Aux termes de l’article 700 du code de procédure civile, le juge condamne la partie tenue aux dépens, ou, à défaut, la partie perdante, à payer à l’autre partie la somme qu’il détermine, au titre des frais exposés et non compris dans les dépens ; dans tous les cas, le juge tient compte de l’équité et de la situation économique de la partie condamnée.
L’équité commande en l’espèce de condamner Monsieur [J] [C] et Madame [P] [X] à payer à Monsieur [Z] [I] la somme de 1 000 euros au titre l’article 700 du code de procédure civil.

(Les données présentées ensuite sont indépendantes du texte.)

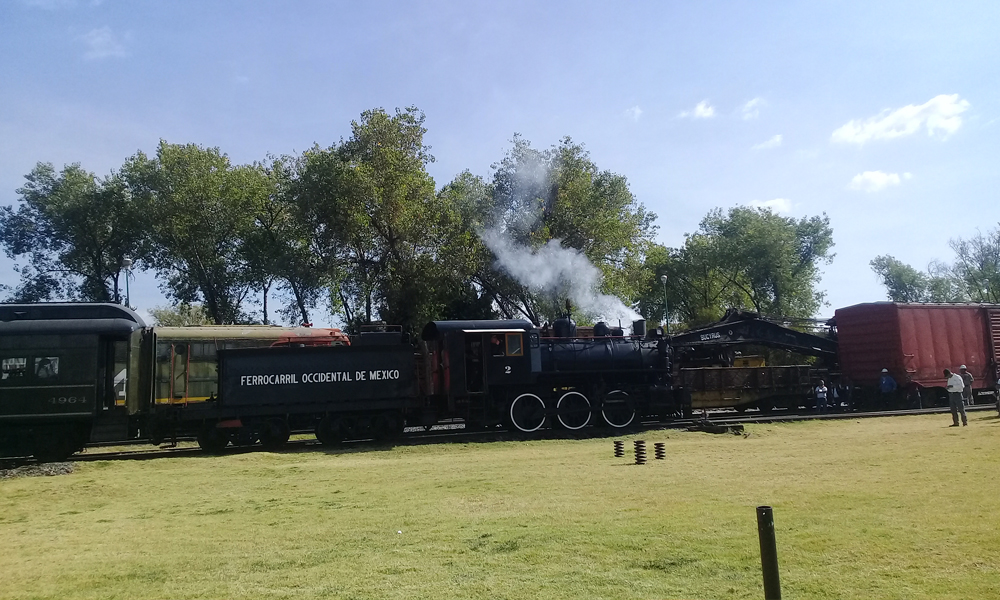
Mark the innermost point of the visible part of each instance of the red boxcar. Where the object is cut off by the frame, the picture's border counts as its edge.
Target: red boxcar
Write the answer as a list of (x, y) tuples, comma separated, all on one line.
[(916, 342)]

Sur l’exécution provisoire
Conformément à l’article 514 du code de procédure civile, les décisions de première instance sont de droit exécutoires à titre provisoire à moins que la loi ou la décision rendue n’en dispose autrement.

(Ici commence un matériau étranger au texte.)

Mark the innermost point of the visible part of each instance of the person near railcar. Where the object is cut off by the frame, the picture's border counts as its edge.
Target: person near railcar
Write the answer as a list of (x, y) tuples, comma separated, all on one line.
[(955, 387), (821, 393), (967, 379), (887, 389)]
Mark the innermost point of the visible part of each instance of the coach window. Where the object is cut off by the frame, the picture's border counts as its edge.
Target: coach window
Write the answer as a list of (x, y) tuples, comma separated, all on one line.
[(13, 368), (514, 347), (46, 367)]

En l’espèce, compte tenu de la nature du litige et en l’absence de dispositions légales contraires, l’exécution provisoire est de droit.
PAR CES MOTIFS,
Le juge des contentieux de la protection, statuant après débats publics, par jugement mis à disposition au greffe, réputé contradictoire et en premier ressort,
PRONONCE la résiliation du bail d’habitation conclu le 7 mars 2020 entre Monsieur [Z] [I] et Monsieur [J] [C] et Madame [P] [X] concernant les locaux situés [Adresse 2],
ORDONNE à Monsieur [J] [C] et Madame [P] [X], ainsi que de tous occupants de leur chef, de libérer les lieux situés [Adresse 2] ainsi que, le cas échéant, tous les lieux loués accessoirement au logement,
DIT qu’à défaut de libération volontaire, il pourra être procédé à leur expulsion et à celle de tous occupants de leur chef avec l’assistance de la force publique,
DIT que le sort des meubles sera régi conformément aux dispositions des articles L. 433-1 et L. 433-2 du code des procédures civiles d’exécution,
RAPPELLE que l’expulsion ne pourra avoir lieu qu’hors période hivernale et à l’expiration d’un délai de deux mois suivant la délivrance d’un commandement d’avoir à libérer les lieux,
CONDAMNE solidairement Monsieur [J] [C] et Madame [P] [X] au paiement d’une indemnité d’occupation mensuelle égale au loyer et aux charges qui auraient été dus en cas de poursuite du bail, soit 650 euros par mois, outre les provisions sur charges, à compter du présent jugement et jusqu’à la libération effective des lieux,
DIT que cette indemnité d’occupation est payable dans les mêmes conditions que l’étaient le loyer et les charges, jusqu’à libération effective des lieux et remise des clés à la bailleresse ou à son mandataire,
CONDAMNE solidairement Monsieur [J] [C] et Madame [P] [X] à payer à Monsieur [Z] [I] la somme de 19.500 euros au titre de l’arriéré locatif arrêté au 31 décembre 2024, avec intérêts au taux légal à compter de la présente décision,
DÉBOUTE Monsieur [Z] [I] de sa demande de dommages et intérêts au titre de son préjudice financier,
DEBOUTE Monsieur [Z] [I] de ses demandes plus amples ou contraires,
CONDAMNE Monsieur [J] [C] et Madame [P] [X] aux dépens,
RAPPELLE que l’exécution provisoire est de droit.
Ainsi jugé par mise à disposition au greffe le 28 avril 2025, et signé par le juge et la greffière susnommés.